Entsorgungsfirmen können mit sogenannten Fehleinwürfen nichts anfangen, denn sie sind teuer zu entsorgen und stören den Sortiervorgang. Beispiele: Christbaumnetze (bleiben im Sortierband hängen), Elektroaltgeräte, Gartenabfallsäcke und Gartenschläuche, Hartkunststoffe, Infusionsschläuche /-beutel, Kleidung, Kunststoffbänder (bleiben im Sortierband hängen), nicht restentleerte Spraydosen, Restmüll Schläuche aller Art, Schuhe, Speisereste, Spielzeuge mit Batterien/Akkus, Videokassetten, Windeln.

Blaue Müllsäcke sind für die Entsorgung von Leichtverpackungen nicht erlaubt.

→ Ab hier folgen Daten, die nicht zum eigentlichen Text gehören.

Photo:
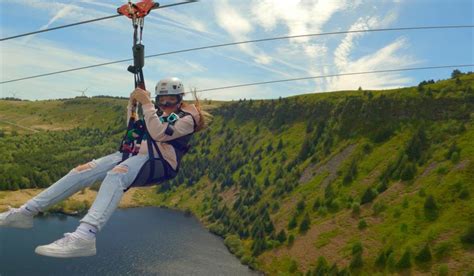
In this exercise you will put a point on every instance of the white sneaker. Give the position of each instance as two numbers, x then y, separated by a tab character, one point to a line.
70	246
14	217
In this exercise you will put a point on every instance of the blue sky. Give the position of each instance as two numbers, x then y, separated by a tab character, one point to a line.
219	21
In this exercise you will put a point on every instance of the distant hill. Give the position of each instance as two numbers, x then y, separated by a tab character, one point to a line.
352	182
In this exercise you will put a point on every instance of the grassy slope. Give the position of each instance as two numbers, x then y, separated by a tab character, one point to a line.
401	222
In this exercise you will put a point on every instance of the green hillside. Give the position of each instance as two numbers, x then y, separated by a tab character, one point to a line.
353	182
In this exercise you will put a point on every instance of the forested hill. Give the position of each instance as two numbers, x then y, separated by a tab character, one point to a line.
353	182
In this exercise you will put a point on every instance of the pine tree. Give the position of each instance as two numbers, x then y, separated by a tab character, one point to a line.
305	224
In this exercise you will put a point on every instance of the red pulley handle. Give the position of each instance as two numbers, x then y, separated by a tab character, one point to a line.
138	10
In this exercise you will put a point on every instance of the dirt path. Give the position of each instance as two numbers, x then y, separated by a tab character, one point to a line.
332	166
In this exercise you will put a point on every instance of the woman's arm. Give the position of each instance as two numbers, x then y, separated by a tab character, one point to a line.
164	131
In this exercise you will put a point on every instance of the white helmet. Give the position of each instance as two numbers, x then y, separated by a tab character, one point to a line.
169	86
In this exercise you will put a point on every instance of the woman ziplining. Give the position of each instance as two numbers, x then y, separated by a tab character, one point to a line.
165	131
167	134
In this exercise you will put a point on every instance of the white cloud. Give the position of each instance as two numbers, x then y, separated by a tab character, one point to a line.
391	56
388	57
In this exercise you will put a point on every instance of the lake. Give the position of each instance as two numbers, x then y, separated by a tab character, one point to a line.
135	241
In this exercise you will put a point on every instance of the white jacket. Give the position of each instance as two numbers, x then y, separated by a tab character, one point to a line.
156	129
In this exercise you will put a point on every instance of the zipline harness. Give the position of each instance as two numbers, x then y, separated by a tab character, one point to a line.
136	129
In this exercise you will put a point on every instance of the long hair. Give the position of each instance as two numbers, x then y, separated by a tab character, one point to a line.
205	117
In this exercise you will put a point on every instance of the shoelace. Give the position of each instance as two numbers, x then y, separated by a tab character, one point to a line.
12	210
67	237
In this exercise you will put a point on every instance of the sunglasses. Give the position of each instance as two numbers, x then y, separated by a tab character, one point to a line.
167	102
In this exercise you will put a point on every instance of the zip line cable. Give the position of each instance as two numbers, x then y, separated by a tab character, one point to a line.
238	43
89	21
330	76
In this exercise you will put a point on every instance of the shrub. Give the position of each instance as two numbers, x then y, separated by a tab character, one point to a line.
355	209
281	237
368	196
305	224
468	237
442	250
424	255
405	260
321	266
382	258
357	248
408	172
300	206
431	209
362	224
291	239
443	270
356	262
292	224
293	266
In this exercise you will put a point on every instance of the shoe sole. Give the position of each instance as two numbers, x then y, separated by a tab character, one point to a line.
51	253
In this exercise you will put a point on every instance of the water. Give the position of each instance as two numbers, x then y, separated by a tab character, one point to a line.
137	241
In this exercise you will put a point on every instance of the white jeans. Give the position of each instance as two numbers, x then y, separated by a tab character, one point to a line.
111	190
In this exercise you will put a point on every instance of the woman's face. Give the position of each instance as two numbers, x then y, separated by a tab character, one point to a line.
173	100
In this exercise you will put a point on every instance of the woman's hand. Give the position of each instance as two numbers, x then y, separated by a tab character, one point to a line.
140	96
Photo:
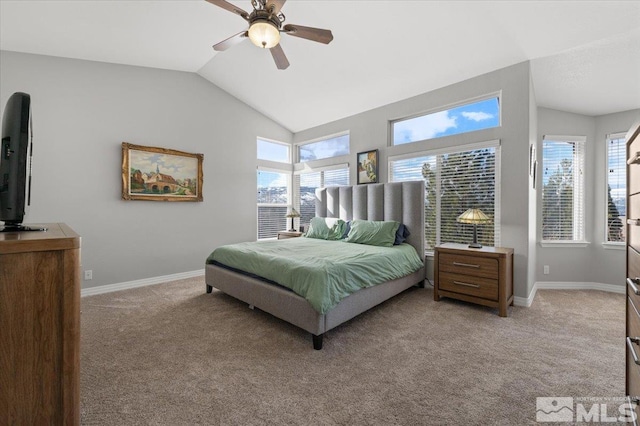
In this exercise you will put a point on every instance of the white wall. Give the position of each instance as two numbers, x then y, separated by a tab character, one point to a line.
594	263
370	130
83	111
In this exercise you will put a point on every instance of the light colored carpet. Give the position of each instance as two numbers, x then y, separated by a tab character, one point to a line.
171	354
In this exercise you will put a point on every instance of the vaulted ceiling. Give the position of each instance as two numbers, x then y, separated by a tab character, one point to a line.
585	55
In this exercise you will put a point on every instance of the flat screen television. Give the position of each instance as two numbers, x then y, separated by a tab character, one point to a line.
15	163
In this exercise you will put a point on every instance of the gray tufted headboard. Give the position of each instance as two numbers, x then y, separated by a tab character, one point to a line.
399	201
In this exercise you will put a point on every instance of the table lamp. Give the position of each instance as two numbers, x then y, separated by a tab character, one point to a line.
475	217
292	213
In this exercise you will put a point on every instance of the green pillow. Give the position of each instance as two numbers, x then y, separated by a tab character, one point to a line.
326	228
373	233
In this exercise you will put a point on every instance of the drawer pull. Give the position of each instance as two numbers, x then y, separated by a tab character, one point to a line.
466	265
630	342
466	284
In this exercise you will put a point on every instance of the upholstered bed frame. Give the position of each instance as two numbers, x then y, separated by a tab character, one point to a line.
399	201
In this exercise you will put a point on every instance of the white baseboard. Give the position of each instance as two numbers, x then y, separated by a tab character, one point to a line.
549	285
139	283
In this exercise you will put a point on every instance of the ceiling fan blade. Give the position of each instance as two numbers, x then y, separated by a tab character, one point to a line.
230	42
231	8
313	34
276	4
278	55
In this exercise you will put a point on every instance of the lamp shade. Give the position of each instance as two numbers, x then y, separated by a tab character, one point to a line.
264	34
474	217
291	212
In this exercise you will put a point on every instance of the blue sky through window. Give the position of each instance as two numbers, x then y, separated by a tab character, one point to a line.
466	118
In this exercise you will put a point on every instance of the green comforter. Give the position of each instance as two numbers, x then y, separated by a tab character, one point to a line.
323	272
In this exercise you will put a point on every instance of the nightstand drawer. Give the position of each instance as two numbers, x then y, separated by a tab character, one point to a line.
633	370
473	265
473	286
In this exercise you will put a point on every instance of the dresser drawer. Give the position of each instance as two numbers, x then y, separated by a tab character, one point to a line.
633	370
633	321
633	373
633	259
634	169
633	213
472	265
473	286
631	292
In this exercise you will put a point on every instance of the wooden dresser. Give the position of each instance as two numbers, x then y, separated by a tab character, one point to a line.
40	327
633	265
483	276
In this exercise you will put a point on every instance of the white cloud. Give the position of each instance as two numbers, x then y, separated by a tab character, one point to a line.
476	116
425	127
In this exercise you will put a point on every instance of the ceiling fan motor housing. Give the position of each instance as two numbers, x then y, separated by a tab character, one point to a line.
264	28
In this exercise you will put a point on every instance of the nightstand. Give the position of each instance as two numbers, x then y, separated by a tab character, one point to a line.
288	234
483	276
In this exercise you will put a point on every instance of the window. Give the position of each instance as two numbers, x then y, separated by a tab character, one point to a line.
454	182
563	188
466	118
616	188
273	199
273	151
306	184
329	147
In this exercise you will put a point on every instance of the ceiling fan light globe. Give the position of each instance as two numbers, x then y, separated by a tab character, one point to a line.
264	34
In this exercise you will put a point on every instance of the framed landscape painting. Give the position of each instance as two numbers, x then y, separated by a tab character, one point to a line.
159	174
368	167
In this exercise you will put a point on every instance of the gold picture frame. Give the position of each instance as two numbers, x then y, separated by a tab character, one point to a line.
160	174
367	162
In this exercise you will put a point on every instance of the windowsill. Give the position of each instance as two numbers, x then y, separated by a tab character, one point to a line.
614	246
573	244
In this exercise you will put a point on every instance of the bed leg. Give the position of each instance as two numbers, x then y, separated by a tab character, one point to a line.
317	341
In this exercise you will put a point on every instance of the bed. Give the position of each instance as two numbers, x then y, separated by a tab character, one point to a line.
402	202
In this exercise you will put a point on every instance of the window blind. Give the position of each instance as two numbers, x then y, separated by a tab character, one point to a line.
273	200
455	182
305	184
563	207
616	188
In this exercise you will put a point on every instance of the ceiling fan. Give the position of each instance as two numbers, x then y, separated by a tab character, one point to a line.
265	25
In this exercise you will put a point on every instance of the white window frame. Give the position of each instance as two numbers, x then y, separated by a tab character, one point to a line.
285	144
289	196
616	245
452	150
308	170
579	208
454	105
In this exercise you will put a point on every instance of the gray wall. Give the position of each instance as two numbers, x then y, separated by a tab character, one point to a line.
83	111
370	130
594	263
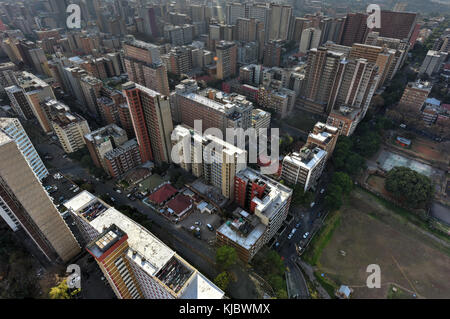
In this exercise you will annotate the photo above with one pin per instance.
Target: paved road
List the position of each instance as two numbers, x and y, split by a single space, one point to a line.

Sie sind zu dick, zu schwer und nicht durchsichtig wie die Gelben Säcke.
  • Wo entsorge ich Spielzeug oder eine Salatschüssel aus Plastik?

Dabei handelt es sich um langlebige Gebrauchsgegenstände aus Kunststoff, welche keinesfalls über den Gelben Sack entsorgt werden dürfen. Die Stadt unterhält jedoch dazu einen Sammelcontainer für Hartkunststoffe am Wertstoffhof in der Vohenstraußer Straße. Dort können z.B. langlebige Produkte aus Hartplastikteile, wie Regenwasserfass, Wäschewanne, Blumenkasten oder andere Formteile dieser Art sowie Spielzeug aus hartem Plastik von allen Weidener Haushaltungen entsorgt werden.

  • Wer bezahlt den Gelben Sack?

Der Verbraucher! Zunächst entrichten Hersteller und Produzenten ein sogenanntes Lizenzentgelte für ihre Verpackungen an die Dualen Systeme. Sind die befüllten Verpackungen im Handel angekommen, enthält ihr Verkaufspreis die Entsorgungskosten über den Gelben Sack. Schon deshalb sollten die Verkaufsverpackungen grundsätzlich nicht in die Restmülltonne!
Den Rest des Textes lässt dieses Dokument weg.